The program is different than the utility’s normal net-metering program for customers that install photovoltaics on their home or business. “If they’re participating through this program they’re not eligible for the other net metering,” said Consumers Energy spokesperson Dan Bishop. Under the utility’s normal net-metering system customers are credited at retail rate for any net-excess generation and that excess generation is carried forward on subsequent months at the customer’s retail rate.
Under the experimental advanced program customers participating are paid up to 65 cents per kilowatt hour generated by their home-sited arrays. However, that was when the program was started in 2009. The rate is somewhat lower now.
The program was made possible by Michigan’s 2008 renewable energy law, according to Bishop. The program was made for, “Customers who want to install their own solar projects, they do the financing, the engineering, and apply for acceptance into this program,” he said.
In all the program will consist of 5.25 megawatts of photovoltaics, which was recently raised from 3.3 megawatts after the Michigan Public Service Commission allowed the expansion in May 2012.
The company opens the program up periodically to new applicants. “Periodically there’s an oversupply and we do a random drawing to determine who goes forward,” Bishop said. The program holds a random drawing on a roughly quarterly basis.
“Customers in the queue that have already been accepted, we’re roughly about halfway,” Bishop said. The program has about 170 customers enrolled, generating accumulatively 2.6 megawatts of solar. Most customers install their systems within a few months of being accepted into the program. “The customer is motivated. They have a interest in doing this, they come up with a plan,” he said.
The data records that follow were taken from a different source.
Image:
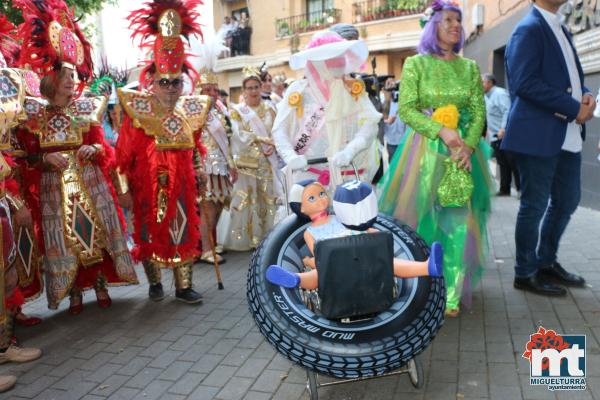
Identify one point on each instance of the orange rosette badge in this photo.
(447, 116)
(357, 88)
(295, 100)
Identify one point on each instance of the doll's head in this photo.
(355, 205)
(308, 198)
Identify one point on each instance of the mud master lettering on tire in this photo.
(365, 348)
(309, 327)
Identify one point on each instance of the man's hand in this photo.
(86, 152)
(451, 138)
(464, 157)
(57, 160)
(125, 201)
(390, 120)
(23, 217)
(268, 150)
(233, 175)
(591, 101)
(309, 262)
(586, 109)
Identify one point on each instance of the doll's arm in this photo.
(310, 242)
(309, 262)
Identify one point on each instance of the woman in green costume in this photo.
(436, 80)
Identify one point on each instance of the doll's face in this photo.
(314, 200)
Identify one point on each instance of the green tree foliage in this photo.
(82, 8)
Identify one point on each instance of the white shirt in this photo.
(573, 141)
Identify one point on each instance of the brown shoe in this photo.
(7, 382)
(207, 258)
(19, 354)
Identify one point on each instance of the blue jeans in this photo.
(550, 189)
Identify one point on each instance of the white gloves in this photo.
(297, 161)
(342, 158)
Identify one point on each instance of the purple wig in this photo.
(428, 44)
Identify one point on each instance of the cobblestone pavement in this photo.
(143, 350)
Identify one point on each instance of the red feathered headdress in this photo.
(52, 38)
(160, 24)
(9, 48)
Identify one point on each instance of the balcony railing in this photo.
(374, 10)
(307, 22)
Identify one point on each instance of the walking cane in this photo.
(211, 243)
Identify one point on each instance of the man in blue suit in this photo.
(545, 132)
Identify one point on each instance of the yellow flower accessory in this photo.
(357, 88)
(447, 116)
(295, 100)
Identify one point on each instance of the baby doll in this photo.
(314, 205)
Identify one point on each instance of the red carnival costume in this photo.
(82, 228)
(159, 150)
(28, 259)
(11, 107)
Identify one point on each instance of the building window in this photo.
(315, 8)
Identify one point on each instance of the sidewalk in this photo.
(143, 350)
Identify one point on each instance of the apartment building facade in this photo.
(488, 25)
(281, 27)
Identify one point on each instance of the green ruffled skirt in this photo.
(408, 191)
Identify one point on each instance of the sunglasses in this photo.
(165, 83)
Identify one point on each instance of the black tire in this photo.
(368, 348)
(311, 385)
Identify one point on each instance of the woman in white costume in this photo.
(328, 113)
(255, 193)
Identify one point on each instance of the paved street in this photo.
(143, 350)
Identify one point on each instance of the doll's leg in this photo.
(309, 280)
(283, 277)
(431, 267)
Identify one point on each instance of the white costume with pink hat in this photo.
(327, 114)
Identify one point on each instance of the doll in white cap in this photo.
(309, 199)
While Michigan hosts motor city, it isn’t home to solar city. Perhaps that’s why a majority of clean energy Consumers Energy is bringing into its portfolio to meet Michigan’s requirements is wind. “We are in the process of completing a $250 million wind farm in Mesa County. We will also be building a larger wind farm in Tuscola County and buying wind from other sources,” Bishop said. At this point about 5 percent of the utility’s electricity comes from renewables. When the Mesa county facility comes online in a few months, about 7.8 percent of the utility’s generation will come from renewable sources and more when the Tuscola wind farm comes online.